I must admit, this was something of a new sensation for me. Never in my life has a film desensitized me to violence to the point where I didn’t even care what was happening on-screen. I lost the capacity to care about anything. It just didn’t matter. Nothing in this movie matters at all.
This is mostly because the film never offers you a reason to care about anything that’s happening. The plot boils down to Stallone striving to “do the right thing” in hopes of redeeming his murderous soul. There’s room for some honest human emotion in that story, but Stallone is simply not believable as a human being. I have no idea what his character’s name was, as it’s near impossible to understand his incoherent mumbling.
He just didn’t have a character. He lumbers through his own film like a sleepwalking sack of meat, and his obviously juiced muscles are unnerving to watch. This is pivotal, because while the film is sold as an action ensemble, it’s really a buddy movie between Stallone and Jason Statham. Rambo (or whatever) is supposed to be the main character, and it’s impossible to connect with him.
Surprisingly, not all the acting is bad. Mickey Rourke is given a rather ridiculous monologue, but pours enough of himself into it to create the only emotionally resonant moment in the film.
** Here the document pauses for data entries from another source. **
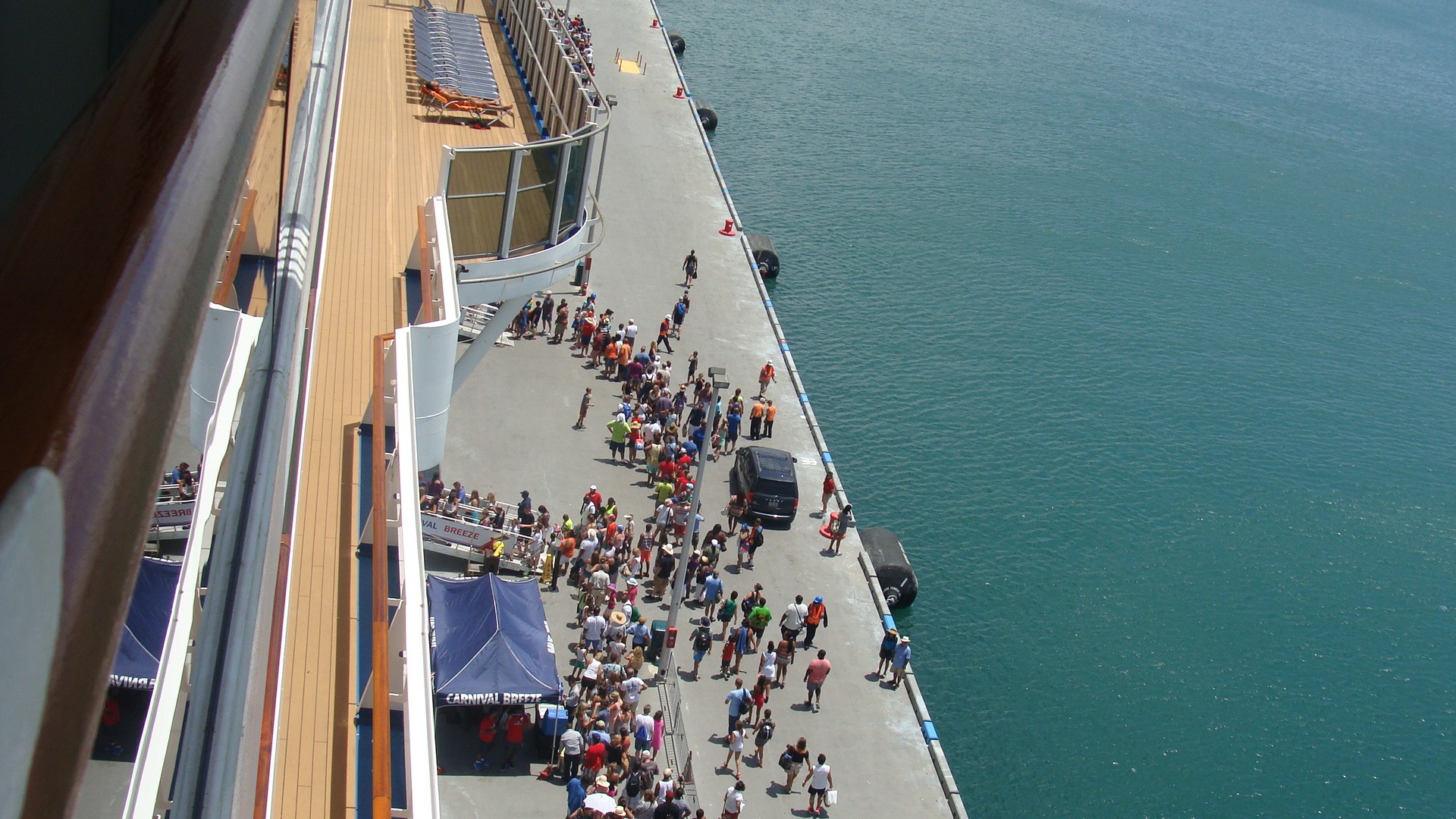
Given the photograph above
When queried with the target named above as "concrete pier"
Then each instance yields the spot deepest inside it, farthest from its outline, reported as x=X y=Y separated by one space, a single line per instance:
x=511 y=428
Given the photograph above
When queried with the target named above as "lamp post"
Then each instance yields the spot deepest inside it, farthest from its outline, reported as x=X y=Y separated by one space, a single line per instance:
x=717 y=376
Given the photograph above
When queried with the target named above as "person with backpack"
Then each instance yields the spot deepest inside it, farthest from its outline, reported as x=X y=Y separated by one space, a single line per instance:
x=642 y=733
x=792 y=761
x=764 y=735
x=726 y=614
x=736 y=738
x=702 y=642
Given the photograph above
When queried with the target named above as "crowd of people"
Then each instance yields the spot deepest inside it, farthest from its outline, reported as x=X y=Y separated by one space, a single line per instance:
x=657 y=423
x=580 y=37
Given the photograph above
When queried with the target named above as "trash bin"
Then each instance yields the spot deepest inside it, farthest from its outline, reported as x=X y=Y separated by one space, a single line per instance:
x=654 y=649
x=554 y=722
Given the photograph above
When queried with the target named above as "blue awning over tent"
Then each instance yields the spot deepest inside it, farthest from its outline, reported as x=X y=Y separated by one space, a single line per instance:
x=490 y=643
x=146 y=630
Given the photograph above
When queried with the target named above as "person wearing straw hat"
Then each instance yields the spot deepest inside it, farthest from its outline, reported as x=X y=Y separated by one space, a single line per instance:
x=900 y=661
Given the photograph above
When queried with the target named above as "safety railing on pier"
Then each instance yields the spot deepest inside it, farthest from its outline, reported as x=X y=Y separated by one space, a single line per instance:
x=674 y=738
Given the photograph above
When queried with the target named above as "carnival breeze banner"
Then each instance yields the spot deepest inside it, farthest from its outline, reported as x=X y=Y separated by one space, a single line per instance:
x=455 y=531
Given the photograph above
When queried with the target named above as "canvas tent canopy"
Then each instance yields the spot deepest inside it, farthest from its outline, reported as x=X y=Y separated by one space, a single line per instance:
x=146 y=629
x=490 y=643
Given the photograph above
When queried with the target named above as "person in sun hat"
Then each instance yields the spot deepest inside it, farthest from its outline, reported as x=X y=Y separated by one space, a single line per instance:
x=900 y=661
x=816 y=617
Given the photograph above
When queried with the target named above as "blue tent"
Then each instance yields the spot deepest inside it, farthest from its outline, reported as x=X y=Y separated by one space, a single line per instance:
x=490 y=643
x=147 y=620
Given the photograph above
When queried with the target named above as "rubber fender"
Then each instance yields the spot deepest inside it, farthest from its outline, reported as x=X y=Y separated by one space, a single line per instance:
x=764 y=254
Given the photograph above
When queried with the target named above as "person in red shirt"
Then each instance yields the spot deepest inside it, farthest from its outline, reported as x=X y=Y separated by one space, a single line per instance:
x=593 y=760
x=487 y=733
x=514 y=736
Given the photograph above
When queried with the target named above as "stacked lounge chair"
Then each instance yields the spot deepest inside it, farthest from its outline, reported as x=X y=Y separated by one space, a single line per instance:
x=449 y=50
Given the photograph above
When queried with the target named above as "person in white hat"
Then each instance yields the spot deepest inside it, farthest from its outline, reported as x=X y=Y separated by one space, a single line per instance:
x=900 y=661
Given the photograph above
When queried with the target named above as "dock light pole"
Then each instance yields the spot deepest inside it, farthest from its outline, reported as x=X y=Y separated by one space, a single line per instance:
x=717 y=376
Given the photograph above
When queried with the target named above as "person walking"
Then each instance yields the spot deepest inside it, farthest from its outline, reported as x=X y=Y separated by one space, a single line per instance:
x=814 y=676
x=514 y=736
x=585 y=404
x=733 y=800
x=820 y=780
x=740 y=645
x=792 y=761
x=736 y=738
x=887 y=651
x=727 y=613
x=840 y=526
x=814 y=617
x=702 y=642
x=794 y=620
x=619 y=430
x=691 y=268
x=762 y=735
x=679 y=316
x=737 y=703
x=900 y=661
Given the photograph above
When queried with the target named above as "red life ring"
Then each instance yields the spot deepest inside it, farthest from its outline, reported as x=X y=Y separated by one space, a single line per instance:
x=824 y=529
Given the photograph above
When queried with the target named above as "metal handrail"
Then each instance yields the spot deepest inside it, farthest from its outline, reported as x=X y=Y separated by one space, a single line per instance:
x=379 y=560
x=235 y=248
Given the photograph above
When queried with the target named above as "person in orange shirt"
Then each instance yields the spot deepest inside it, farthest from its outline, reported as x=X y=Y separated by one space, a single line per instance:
x=764 y=376
x=609 y=362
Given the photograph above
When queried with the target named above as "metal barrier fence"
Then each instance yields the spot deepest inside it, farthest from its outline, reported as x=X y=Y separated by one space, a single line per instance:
x=674 y=738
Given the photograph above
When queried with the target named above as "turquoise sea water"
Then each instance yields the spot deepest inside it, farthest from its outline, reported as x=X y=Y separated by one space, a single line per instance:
x=1138 y=322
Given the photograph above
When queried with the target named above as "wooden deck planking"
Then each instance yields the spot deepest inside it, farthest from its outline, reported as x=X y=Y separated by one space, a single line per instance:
x=386 y=162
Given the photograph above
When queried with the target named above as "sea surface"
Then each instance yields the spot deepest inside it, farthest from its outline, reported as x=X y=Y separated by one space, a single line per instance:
x=1138 y=324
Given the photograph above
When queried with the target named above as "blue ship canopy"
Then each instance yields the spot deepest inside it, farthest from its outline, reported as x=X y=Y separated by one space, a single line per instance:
x=490 y=643
x=146 y=630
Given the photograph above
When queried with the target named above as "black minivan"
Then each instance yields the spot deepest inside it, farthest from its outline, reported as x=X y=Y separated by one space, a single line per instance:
x=766 y=477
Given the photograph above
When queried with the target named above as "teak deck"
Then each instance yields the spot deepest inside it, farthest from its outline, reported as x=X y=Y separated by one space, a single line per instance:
x=386 y=162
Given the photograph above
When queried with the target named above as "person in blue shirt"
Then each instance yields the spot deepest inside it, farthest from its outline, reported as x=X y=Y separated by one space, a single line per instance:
x=731 y=439
x=712 y=591
x=739 y=701
x=576 y=795
x=900 y=661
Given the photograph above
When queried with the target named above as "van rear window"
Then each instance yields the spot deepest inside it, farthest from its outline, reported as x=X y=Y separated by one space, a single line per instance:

Terry Crews and Randy Couture are great fun together, but unfortunately combine for less than 10 minutes of screen-time. The trailer spoils a pair of all-star cameos that offer the movie’s biggest laughs. And Eric Roberts is a perfect villain: a greasy weasel you can’t help but want to punch in the face.
But it’s just so listless. In the latter half of the film, the team emerges from a mid-level boss fight with new intel on their enemy. “Alright,” I’m thinking. “Time to raise the stakes before the final battle…!” But they never do. It’s as if the film couldn’t wait to get it over with and just skipped to the showdown.
I realize that more than half of the audience going to see this doesn’t need stakes for the movie to work. They’re here to see gruesome kills, and to that end, the film delivers. But that’s what I went to see too, and I found only boredom. During the finale, I couldn’t help laughing at what were supposed to be serious climactic moments. I guess I got what I paid for. Is it wrong to expect more? Maybe they’ll get Van Damme for the sequel.